O Hitler desse episódio desmente o equívoco comum de que ele era uma força elemental das trevas primitiva, furiosa e niilista. Em vez disso, ele era um homem com uma compreensão profunda emergente de como os processos políticos, sistemas e a esfera pública funcionavam. Seu estudo de técnicas de propaganda enquanto servia na Primeira Guerra Mundial proporcionou-lhe uma apreciação por narrativas políticas que o ajudariam a traçar seu caminho para o poder.

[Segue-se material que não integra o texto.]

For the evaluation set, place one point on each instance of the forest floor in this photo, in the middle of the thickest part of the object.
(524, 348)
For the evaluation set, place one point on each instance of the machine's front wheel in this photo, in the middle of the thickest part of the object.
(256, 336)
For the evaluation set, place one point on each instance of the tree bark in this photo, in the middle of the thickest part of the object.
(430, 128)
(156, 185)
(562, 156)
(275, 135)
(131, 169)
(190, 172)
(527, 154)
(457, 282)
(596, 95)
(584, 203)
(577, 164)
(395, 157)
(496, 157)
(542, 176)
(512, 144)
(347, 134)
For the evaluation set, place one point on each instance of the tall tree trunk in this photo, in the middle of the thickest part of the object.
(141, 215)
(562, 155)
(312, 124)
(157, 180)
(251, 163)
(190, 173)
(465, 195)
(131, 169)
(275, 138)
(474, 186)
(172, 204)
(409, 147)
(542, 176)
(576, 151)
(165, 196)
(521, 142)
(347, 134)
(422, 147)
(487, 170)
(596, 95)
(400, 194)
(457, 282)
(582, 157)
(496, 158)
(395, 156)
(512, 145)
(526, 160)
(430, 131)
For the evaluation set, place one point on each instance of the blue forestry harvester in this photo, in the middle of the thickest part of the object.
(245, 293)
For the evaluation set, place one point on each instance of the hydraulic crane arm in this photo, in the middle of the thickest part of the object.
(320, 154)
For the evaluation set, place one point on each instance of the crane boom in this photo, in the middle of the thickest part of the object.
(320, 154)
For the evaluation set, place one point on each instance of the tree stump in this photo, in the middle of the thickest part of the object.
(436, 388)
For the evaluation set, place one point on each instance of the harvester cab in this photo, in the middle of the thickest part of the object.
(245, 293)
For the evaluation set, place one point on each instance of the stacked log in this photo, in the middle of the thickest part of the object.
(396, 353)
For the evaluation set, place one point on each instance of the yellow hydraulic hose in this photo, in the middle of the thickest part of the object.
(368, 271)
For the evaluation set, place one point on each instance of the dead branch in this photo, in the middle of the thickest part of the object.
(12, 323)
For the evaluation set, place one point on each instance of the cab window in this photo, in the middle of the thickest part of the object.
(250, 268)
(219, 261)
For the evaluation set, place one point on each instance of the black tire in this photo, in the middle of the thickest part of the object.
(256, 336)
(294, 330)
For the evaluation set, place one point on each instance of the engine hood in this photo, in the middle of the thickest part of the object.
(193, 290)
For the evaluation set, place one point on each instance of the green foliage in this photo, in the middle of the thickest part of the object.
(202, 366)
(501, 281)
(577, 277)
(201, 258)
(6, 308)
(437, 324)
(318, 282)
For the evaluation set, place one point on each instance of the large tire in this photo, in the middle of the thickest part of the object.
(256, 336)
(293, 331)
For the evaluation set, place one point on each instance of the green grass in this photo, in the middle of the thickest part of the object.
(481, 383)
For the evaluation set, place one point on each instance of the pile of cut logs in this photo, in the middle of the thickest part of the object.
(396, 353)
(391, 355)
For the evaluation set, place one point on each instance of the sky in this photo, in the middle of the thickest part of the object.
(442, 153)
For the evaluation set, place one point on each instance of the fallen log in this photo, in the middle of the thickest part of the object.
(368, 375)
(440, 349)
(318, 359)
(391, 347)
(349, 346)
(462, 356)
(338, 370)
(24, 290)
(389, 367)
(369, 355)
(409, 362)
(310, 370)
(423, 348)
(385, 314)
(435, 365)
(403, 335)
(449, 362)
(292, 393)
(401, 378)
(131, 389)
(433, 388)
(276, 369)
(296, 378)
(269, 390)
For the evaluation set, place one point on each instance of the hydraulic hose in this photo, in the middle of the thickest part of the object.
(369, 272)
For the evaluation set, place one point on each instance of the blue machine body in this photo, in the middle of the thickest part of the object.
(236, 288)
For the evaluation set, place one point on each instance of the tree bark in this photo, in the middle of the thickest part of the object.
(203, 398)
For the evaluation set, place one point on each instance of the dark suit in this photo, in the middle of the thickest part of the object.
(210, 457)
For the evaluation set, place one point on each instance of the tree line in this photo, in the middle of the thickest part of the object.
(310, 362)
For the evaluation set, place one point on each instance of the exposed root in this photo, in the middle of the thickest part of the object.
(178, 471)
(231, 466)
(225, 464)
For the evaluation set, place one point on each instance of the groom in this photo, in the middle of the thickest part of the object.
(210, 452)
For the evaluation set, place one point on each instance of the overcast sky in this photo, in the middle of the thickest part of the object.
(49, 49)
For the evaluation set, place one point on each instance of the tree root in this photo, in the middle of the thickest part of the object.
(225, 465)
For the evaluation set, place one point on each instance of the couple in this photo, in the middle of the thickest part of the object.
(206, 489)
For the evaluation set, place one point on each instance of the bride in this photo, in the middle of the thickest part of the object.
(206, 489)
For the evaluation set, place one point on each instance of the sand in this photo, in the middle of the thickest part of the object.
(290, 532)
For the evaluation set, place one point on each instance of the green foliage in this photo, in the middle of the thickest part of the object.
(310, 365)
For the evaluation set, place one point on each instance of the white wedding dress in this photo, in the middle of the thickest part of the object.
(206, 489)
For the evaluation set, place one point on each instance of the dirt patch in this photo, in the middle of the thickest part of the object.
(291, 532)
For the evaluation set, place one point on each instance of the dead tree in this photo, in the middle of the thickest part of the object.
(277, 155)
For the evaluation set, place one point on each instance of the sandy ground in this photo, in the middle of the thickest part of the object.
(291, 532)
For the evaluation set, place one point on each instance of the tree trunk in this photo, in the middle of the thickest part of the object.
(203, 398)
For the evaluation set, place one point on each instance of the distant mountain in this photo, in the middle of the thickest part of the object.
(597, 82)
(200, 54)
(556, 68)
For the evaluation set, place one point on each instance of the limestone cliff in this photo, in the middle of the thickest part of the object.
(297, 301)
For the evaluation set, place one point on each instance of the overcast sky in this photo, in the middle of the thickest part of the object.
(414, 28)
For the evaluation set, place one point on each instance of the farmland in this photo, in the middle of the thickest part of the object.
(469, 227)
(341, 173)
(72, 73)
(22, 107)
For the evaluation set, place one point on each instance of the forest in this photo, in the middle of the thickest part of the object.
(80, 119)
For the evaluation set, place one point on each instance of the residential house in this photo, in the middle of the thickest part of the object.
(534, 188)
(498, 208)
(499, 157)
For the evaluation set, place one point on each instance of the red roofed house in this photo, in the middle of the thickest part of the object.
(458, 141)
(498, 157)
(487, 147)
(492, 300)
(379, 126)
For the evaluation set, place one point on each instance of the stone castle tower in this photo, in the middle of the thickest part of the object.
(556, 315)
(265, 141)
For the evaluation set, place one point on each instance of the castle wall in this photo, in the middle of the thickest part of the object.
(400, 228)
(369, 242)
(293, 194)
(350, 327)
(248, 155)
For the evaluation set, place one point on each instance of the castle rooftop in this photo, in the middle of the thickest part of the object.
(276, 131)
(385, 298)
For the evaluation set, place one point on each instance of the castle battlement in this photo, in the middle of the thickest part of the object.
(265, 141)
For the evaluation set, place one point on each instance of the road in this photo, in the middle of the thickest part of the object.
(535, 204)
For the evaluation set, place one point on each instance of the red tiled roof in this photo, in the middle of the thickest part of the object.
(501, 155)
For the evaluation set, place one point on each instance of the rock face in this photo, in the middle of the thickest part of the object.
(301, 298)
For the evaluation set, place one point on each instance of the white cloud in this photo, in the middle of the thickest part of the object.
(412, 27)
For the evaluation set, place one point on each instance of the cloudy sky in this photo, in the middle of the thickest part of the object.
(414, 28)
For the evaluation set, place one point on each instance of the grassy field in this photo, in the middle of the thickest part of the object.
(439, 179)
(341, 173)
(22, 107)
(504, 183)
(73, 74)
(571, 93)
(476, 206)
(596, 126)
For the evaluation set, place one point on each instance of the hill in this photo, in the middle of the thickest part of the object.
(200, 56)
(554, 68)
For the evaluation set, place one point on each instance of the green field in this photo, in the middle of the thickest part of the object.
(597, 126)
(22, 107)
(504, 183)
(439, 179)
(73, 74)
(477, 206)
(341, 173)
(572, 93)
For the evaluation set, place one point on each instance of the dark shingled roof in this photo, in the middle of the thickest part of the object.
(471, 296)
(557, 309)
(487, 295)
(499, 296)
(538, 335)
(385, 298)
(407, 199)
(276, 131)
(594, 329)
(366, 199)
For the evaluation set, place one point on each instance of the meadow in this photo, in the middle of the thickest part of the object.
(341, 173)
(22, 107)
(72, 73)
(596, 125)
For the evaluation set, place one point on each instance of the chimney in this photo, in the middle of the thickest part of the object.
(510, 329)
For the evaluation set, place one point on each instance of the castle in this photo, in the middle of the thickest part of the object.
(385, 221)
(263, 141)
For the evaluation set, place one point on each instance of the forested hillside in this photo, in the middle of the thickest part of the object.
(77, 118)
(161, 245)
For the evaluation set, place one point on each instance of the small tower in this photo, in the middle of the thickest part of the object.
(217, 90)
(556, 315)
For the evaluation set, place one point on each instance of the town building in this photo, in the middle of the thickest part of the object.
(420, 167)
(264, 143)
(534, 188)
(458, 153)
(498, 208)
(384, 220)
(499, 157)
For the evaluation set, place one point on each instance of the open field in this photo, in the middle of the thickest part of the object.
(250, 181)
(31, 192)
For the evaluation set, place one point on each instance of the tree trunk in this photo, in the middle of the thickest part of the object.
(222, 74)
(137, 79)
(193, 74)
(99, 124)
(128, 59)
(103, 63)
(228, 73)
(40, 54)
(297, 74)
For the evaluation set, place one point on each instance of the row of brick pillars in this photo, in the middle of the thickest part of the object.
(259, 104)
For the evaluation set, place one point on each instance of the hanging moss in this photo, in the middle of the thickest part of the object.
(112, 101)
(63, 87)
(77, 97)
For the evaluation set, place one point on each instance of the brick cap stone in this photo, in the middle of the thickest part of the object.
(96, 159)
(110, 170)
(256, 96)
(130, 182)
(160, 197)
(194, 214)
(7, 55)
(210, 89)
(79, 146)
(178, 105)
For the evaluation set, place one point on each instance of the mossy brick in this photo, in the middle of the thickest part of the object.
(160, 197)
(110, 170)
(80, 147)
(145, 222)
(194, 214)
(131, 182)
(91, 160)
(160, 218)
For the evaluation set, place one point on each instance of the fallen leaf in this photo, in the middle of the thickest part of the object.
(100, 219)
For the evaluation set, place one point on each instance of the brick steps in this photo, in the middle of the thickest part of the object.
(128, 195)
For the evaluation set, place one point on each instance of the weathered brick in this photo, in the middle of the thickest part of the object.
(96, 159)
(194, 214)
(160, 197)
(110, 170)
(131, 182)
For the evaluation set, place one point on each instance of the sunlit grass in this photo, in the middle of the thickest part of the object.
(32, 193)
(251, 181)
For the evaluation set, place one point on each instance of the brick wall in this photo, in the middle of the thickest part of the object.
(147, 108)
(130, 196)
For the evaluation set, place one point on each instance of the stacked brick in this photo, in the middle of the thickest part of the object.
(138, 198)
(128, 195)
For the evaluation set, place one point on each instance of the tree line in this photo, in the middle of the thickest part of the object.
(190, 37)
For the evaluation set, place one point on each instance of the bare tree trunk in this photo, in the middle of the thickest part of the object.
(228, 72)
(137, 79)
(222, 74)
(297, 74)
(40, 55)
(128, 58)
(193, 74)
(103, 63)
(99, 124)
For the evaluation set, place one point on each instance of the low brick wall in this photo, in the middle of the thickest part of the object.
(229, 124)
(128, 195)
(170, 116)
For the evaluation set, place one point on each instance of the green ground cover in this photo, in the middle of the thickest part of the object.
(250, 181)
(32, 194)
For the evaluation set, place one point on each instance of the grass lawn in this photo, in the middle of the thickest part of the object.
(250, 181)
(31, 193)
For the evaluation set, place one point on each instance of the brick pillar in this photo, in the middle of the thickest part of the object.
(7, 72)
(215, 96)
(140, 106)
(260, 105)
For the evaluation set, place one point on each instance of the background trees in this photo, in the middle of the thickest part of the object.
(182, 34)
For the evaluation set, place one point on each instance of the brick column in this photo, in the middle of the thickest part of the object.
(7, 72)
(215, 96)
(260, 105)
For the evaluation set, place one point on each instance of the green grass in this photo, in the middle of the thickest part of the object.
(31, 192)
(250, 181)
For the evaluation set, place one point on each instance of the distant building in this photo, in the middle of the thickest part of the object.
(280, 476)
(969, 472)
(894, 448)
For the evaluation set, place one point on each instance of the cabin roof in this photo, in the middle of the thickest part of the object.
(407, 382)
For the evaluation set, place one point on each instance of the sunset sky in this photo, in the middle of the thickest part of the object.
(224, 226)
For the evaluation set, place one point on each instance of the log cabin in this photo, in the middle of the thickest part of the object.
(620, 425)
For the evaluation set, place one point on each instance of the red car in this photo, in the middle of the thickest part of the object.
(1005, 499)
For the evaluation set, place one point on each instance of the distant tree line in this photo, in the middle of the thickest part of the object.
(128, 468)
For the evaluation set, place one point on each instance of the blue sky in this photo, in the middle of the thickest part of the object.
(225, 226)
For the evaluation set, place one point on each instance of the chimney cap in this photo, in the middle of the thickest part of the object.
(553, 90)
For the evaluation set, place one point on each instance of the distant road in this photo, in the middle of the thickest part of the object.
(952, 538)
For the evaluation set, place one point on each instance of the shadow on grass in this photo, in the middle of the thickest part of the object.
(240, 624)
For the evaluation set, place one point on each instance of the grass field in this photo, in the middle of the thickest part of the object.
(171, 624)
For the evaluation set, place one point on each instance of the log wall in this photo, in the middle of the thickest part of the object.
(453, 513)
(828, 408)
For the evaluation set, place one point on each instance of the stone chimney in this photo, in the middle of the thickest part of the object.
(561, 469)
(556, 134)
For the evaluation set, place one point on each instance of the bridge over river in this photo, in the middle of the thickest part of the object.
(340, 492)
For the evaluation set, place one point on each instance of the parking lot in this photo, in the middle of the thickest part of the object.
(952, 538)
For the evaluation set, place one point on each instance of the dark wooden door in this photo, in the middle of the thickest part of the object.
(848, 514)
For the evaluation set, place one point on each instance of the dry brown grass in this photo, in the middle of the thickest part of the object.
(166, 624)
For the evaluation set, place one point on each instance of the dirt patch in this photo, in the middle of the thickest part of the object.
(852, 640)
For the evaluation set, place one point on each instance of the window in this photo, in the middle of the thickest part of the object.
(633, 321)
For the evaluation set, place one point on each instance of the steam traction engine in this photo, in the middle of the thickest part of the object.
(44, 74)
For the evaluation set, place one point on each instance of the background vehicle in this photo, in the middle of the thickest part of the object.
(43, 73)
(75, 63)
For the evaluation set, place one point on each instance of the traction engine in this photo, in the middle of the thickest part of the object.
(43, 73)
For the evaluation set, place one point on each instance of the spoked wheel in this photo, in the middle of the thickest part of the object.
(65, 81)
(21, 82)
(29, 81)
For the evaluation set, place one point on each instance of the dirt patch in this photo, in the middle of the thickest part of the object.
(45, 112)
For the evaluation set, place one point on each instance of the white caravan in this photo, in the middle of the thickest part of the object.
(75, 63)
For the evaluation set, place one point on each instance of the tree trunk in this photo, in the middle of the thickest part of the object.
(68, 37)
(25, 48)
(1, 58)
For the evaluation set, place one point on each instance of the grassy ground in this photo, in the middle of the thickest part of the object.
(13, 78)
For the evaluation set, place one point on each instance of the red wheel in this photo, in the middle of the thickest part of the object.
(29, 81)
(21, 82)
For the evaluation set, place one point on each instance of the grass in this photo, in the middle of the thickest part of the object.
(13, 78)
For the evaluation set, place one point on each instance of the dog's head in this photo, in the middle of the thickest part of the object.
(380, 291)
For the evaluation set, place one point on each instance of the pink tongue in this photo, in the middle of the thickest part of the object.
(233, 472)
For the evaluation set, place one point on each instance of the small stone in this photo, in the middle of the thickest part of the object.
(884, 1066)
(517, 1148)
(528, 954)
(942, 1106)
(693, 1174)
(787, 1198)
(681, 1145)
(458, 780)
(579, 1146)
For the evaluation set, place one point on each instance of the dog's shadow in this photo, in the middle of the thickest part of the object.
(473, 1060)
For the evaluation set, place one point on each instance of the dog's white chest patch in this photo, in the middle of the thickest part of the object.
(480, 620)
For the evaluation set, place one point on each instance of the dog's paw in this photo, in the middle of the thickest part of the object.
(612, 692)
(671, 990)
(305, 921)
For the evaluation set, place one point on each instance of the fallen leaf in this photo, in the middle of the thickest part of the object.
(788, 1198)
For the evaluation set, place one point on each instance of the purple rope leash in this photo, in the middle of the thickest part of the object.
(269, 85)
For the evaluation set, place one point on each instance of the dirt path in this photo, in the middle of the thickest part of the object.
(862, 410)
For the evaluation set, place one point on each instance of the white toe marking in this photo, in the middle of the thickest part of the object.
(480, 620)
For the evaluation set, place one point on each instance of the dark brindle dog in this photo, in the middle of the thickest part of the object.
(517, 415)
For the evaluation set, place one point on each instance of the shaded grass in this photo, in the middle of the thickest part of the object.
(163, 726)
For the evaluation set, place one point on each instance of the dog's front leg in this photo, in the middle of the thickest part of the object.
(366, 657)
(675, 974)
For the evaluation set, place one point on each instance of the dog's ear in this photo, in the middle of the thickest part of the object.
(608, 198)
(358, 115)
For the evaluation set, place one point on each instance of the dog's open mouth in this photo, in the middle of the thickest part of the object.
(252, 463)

Fazer Koerber lançar sua autobiografia ajudou Hitler a criar uma narrativa politicamente útil. Ao defender um novo tipo de líder, sem nomear explicitamente Hitler, criou insidiosamente a percepção pública de uma lacuna que só ele poderia preencher: um homem sem pedigree vindo do nada com um dom inato para ver a arquitetura oculta de o mundo e, portanto, para construir uma nova Alemanha. Em suma, Hitler explorou habilmente o modo como funcionavam o sistema político alemão e a esfera pública, a fim de construir um lugar para si mesmo.

Demagogos vêm em várias variedades, de populistas sem crenças centrais genuínas a ideólogos de várias convicções políticas. Eles incluem atores racionais e irracionais. Alguns são figuras que sabem quando recuar para a moderação, e outros nunca sabem onde parar, plantando assim a semente da autodestruição de seu regime. O problema é que só em retrospectiva podemos dizer como qualquer demagogo específico se desenvolverá.

Koerber e outros conservadores pensaram que simplesmente poderiam usar Hitler. Mas eles não entendiam, pelo menos em 1923, como a linguagem comum e o estilo dos demagogos em formação parecem muito semelhantes no início, enquanto seu eu interior varia muito. Ao contrário de muitos outros, Koerber, claro, sabia quão inteligente era um agente político Hitler, mas o jovem aristocrata não conseguia realmente ver Hitler e o julgou mal.

When confronted with emerging demagogues, in moments when people yearn for strongmen and novel kinds of leaders, history thus cannot tell us until it is too late whether an individual is a Hitler, a Franco, a Lenin—or, for instance, a populist who, while flirting with authoritarianism, ultimately manages to withstand its seduction.

Victor von Koerber eventually learned the hard way that the person he had imagined Hitler to be when lending his name to him was a very different man from the one who would rule Germany. He grew disillusioned with Hitler in the mid-1920s after seeing how he presented himself once his trial (in the wake of his failed putsch) had finally transformed him into a public figure.

In the late 1920s, Koerber began issuing warnings about the dangers Hitler posed to the world. But by then, it was already too late to stop him. Once the Nazi Party was in power, Koerber helped a prominent German Jew to get out of the country. And then Koerber began to feed the British military attaché in Berlin with intelligence. Koerber ultimately landed in one of Hitler’s concentration camps, which he barely survived.